2011|es|09: VENERABLE VICENTE CIMATTI (1879-1965)

VENERABLE VICENTE CIMATTI (1879-1965)

Un atleta del Espíritu

La vocación de una personalidad fascinadora



Si uno al padre Cimatti lo conoce a fondo, se enamora de él. Se enamora de su familia, pobre y sufrida pero rica de fe, en la cual una santa mamá llamada Rosa cría a tres hijos: Rafaela que entrará en la Congregación de las Hermanas Hospitalarias de la Misericordia y será campeona de bondad activa entre los enfermos en hospitales cerca de Roma, ya bienaventurada; Luís, salesiano coadjutor y misionero en América Latina, fallecido en concepto de santidad, nuestro Vicente, hoy venerable.


La vida de Vicente Cimatti es toda ella una carrera al servicio de Cristo en las filas de Don Bosco, porque es cabalmente el santo de los jóvenes que lo lanza a la carrera de la existencia. Tiene tres años, en efecto, cuando su mamá lo lleva a la iglesia de los Servitas de Faenza en donde está predicando Don Bosco: “¡Vicentico, mira, mira a Don Bosco!”, le susurra la mamá levantándolo entre el gentío acudido a ver al santo. Mientras viva Vicente recordará el rostro bondadoso del anciano sacerdote.

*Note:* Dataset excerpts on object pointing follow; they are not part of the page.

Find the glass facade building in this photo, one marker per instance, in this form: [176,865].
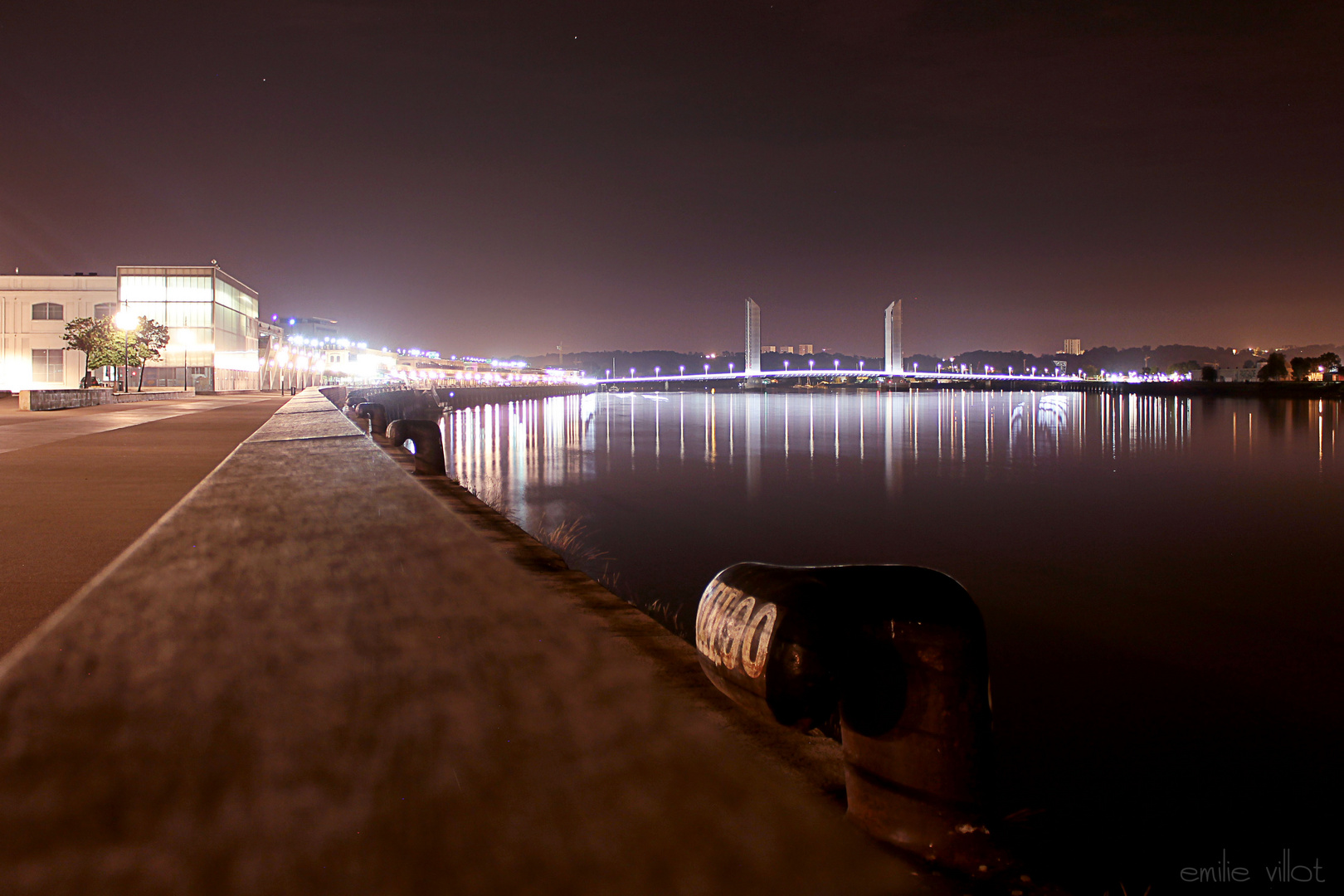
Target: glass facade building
[212,319]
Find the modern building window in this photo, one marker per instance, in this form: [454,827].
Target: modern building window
[49,364]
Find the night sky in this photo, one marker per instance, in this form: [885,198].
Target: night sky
[496,178]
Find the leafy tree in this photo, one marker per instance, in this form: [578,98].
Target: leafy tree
[149,342]
[1276,368]
[95,338]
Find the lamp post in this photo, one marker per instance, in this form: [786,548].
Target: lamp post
[125,321]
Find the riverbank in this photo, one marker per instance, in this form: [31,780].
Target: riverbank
[314,676]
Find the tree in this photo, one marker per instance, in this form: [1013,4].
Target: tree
[1276,368]
[149,340]
[95,338]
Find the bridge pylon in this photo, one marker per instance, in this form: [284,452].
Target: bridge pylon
[894,360]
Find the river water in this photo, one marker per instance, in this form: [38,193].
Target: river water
[1160,578]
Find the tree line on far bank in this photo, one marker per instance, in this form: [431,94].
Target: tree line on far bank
[105,345]
[1278,368]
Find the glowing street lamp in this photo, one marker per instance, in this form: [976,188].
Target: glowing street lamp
[125,321]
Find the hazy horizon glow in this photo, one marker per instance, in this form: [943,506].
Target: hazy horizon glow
[498,179]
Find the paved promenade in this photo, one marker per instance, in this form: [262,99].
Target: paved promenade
[81,485]
[312,676]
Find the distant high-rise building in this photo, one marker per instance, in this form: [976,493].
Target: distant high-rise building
[753,359]
[895,362]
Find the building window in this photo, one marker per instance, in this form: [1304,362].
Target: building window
[49,364]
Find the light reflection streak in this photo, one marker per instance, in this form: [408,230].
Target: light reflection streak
[500,451]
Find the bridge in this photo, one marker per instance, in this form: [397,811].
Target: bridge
[893,363]
[835,375]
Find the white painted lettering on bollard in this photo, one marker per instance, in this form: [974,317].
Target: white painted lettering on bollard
[730,629]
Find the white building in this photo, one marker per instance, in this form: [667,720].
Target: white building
[34,310]
[212,319]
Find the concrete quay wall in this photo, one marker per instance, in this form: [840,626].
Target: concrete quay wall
[63,399]
[314,676]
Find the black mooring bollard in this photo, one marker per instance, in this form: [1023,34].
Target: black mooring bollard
[375,414]
[890,659]
[426,440]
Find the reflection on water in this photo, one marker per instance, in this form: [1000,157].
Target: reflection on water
[507,453]
[1160,577]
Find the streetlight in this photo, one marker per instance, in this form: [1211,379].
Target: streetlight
[125,321]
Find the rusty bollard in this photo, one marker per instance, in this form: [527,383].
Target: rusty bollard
[889,659]
[426,442]
[375,414]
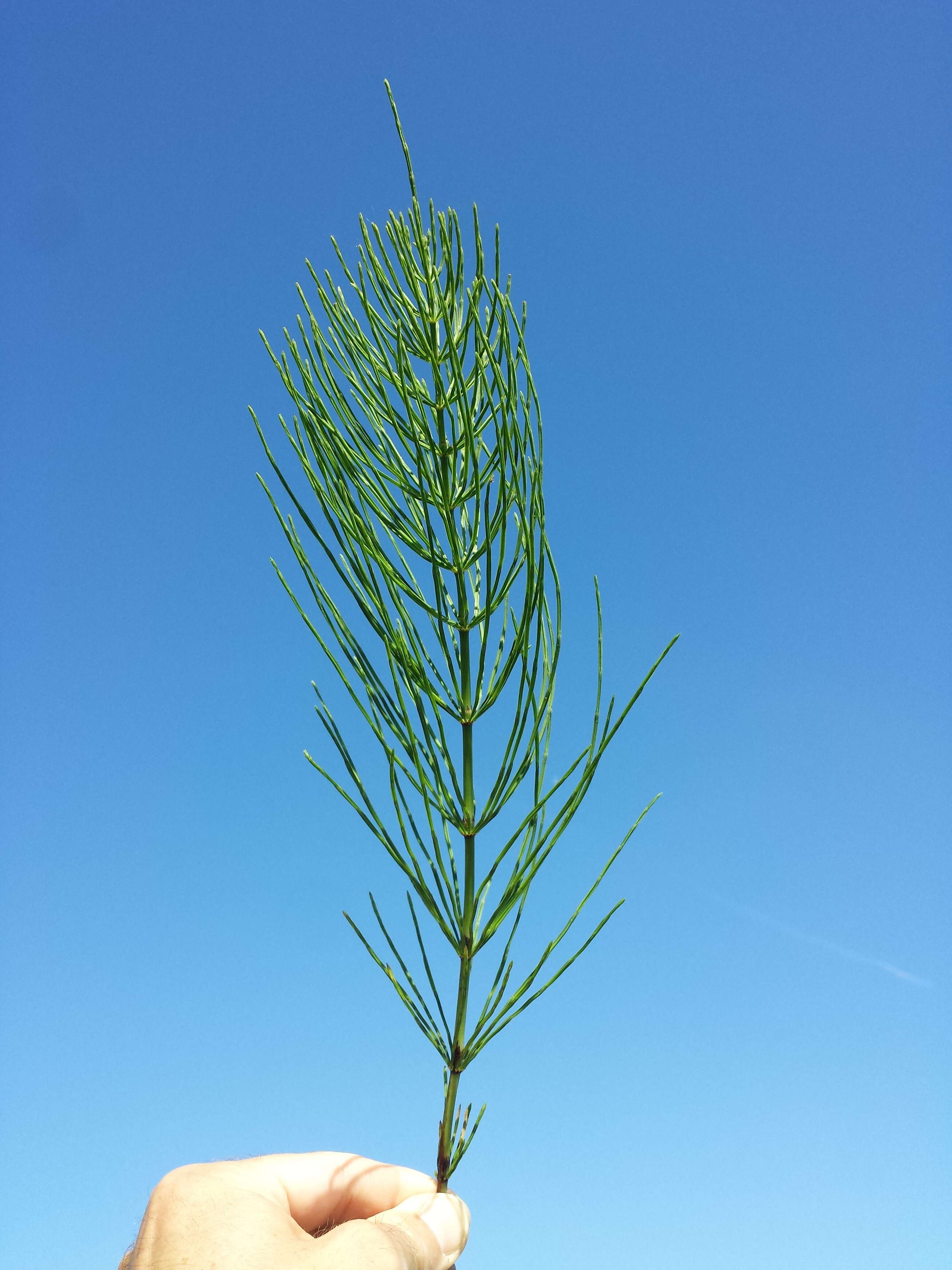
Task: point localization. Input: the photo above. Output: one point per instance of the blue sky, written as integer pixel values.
(730, 224)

La primera etapa de la carrera es a los 17 años, cuando llega a ser salesiano gracias a la profesión perpetua y lo envían a Turín-Valsálice, en donde enseña y acumula títulos de estudio: diploma de composición en el Conservatorio de Parma, doctorado en agronomía, en filosofía y pedagogía en la Regia Universidad de Turín. Se distingue siempre por su inteligencia, su bondad y excelente voz. Sus zarzuelas son ejecutadas repetidamente en escuelas y oratorios salesianos, generaciones de clérigos lo llaman Maestro. ¡Cuánto trabajo, también manual, en los oratorios de Turín para los jóvenes! ¡Cuánto correr para ayudar a las familias pobres! Mientras tanto pedía al Rector Mayor con mucha insistencia. “Hálleme un puesto en la misión más pobre, más trabajosa, más abandonada. No logro acomodarme a las comodidades”.

Finalmente, a los 46 años, su carrera da un salto de calidad: lo envían al Japón a fundar la obra salesiana en la tierra del Sol Naciente. Allí trabaja durante 40 años, conquistando el corazón de los japoneses con su bondad y dedicándose, como Don Bosco, al apostolado de la prensa y de la música. Viaja mucho para animar continuamente a los primeros salesianos y crea obras sobre todo para chicos huérfanos y marginados. Podría volver a Italia y vivir en paz su ancianidad: quiere morir en el Japón, “transformarse en tierra japonesa”. Morirá serenamente, como un patriarca, con esa grande barba blanca suya, entre “sus” japoneses. El sonriente atleta de Cristo ha concluido la carrera.


A nosotros conocer su vida y seguir su ejemplo, en lo que nos sea dado hacerlo. Porque fue realmente un gran corredor y, a través de sus numerosísimas cartas, podemos entrar en un alma contemplada en sus componentes humanas, cristianas y salesianas, donde se nos muestra lo que realmente era: no solo un santo, sino un hombre auténtico, inteligente, de garra, sensible, uno a quien la música le brota espontánea, amante de la naturaleza y del prójimo, dueño de sí mientras enfrenta innumerables dificultades y sufrimientos. Solo a través de sus escritos, hasta hoy en su mayor parte inéditos, se logra comprender que detrás de la sonrisa y la cordialidad se libraba una incansable lucha consigo mismo y una capacidad enorme de sufrimiento, de enfrentar dificultades, incomodidades y pobrezas, soportando a personas que no lo han sabido comprender y ayudar, especialmente en el momento de la necesidad. Era el hombre más natural del mundo, en la acción, en el habla, en la oración, con esa actitud suya sencilla que encantaba a todos, grandes y pequeños, con esa sonrisa inolvidable. Una grande y poliédrica personalidad, rica de cualidades humanas y morales, notable por virtudes, sobre todo la caridad, que hacen comprender como el padre Cimatti sea el autentico portador del carisma salesiano en el Japón, aquel que ha encarnado más perfectamente a Don Bosco en esa tierra.